NPD: Seriös in die Bedeutungslosigkeit
Die NPD schlittert von Wahlniederlage zu Wahlniederlage und die Führungsebene ist wieder dringend auf der Suche nach strategischen Alternativen. Vor allem die geringe Personalbasis und die AfD machen der Partei dabei zu schaffen.

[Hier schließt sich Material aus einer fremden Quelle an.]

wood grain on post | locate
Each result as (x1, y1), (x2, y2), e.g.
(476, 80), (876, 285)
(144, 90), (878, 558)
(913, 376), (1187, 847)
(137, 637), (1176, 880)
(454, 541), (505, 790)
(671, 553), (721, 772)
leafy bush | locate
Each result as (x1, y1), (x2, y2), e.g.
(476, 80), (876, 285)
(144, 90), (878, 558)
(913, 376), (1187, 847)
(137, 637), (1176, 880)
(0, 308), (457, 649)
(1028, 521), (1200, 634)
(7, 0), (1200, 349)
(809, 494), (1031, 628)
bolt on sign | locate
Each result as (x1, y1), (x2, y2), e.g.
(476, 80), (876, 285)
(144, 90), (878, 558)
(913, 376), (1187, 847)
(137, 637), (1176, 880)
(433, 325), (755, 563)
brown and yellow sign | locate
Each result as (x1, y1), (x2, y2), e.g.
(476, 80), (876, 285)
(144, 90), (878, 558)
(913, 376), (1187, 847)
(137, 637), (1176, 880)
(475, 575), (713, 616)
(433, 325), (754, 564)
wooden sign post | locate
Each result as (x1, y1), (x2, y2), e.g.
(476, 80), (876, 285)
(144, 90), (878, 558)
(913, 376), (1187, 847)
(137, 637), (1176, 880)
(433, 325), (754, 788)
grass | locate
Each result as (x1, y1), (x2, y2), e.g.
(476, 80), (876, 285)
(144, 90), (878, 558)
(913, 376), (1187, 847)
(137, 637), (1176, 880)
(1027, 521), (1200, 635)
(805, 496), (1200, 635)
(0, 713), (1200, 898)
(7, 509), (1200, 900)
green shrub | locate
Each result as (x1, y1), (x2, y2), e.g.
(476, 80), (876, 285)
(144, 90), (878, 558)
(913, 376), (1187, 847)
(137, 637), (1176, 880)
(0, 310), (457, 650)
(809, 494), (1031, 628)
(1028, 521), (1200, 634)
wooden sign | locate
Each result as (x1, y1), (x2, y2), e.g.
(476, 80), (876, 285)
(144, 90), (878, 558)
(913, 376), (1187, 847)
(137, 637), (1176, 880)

Eigentlich hat sich bei der NPD nicht viel verändert: Ihre Funktionäre versuchen, die Partei und die eigene Strategie erfolgreicher zu reden als beides ist, und die Wirklichkeit beweist ihnen das Gegenteil. Noch auf dem Bundesparteitag der NPD in Weinheim im November 2015 verstieg sich der ehemalige Generalsekretär der Partei, Peter Marx, zu der These, die NPD könne bei den Landtagswahlen in Sachsen-Anhalt sechs Prozent und in Mecklenburg-Vorpommern gar zwölf Prozent erreichen. Im März 2016 sah dann — eine Woche vor der Wahl — auch der Parteivorsitzende Frank Franz bei einer Pressekonferenz gute Chancen für den Einzug in das Landesparlament von Sachsen-Anhalt. So hätten die kurz zuvor teils zweistelligen Ergebnisse der NPD in wenigen Kommunen in Hessen ja gezeigt, dass die Partei nicht bedeutungslos sei. Fast peinlich wirkte dann auch die Vorstellung eines Plakates, auf dem die NPD warb, man möge bei der Landtagswahl der AfD die Erststimme und der NPD die Zweitstimme geben. Die „Partei der Normalität“, wie Franz die NPD nennt, versucht um jeden Preis, mediale Aufmerksamkeit zu generieren. Noch während der Pressekonferenz erhielten Journalisten das Dementi der AfD: die gemeinsame Werbung sei nicht abgesprochen. Die Ergebnisse der Landtagswahl zeigten dann gut die derzeitigen Verhältnisse am rechten Rand des Parteienspektrums: Die NPD sackte von 4,6 Prozent auf 1,9 Prozent ab, und die AfD triumphierte mit 24,3 Prozent und ihrem bisher besten Ergebnis.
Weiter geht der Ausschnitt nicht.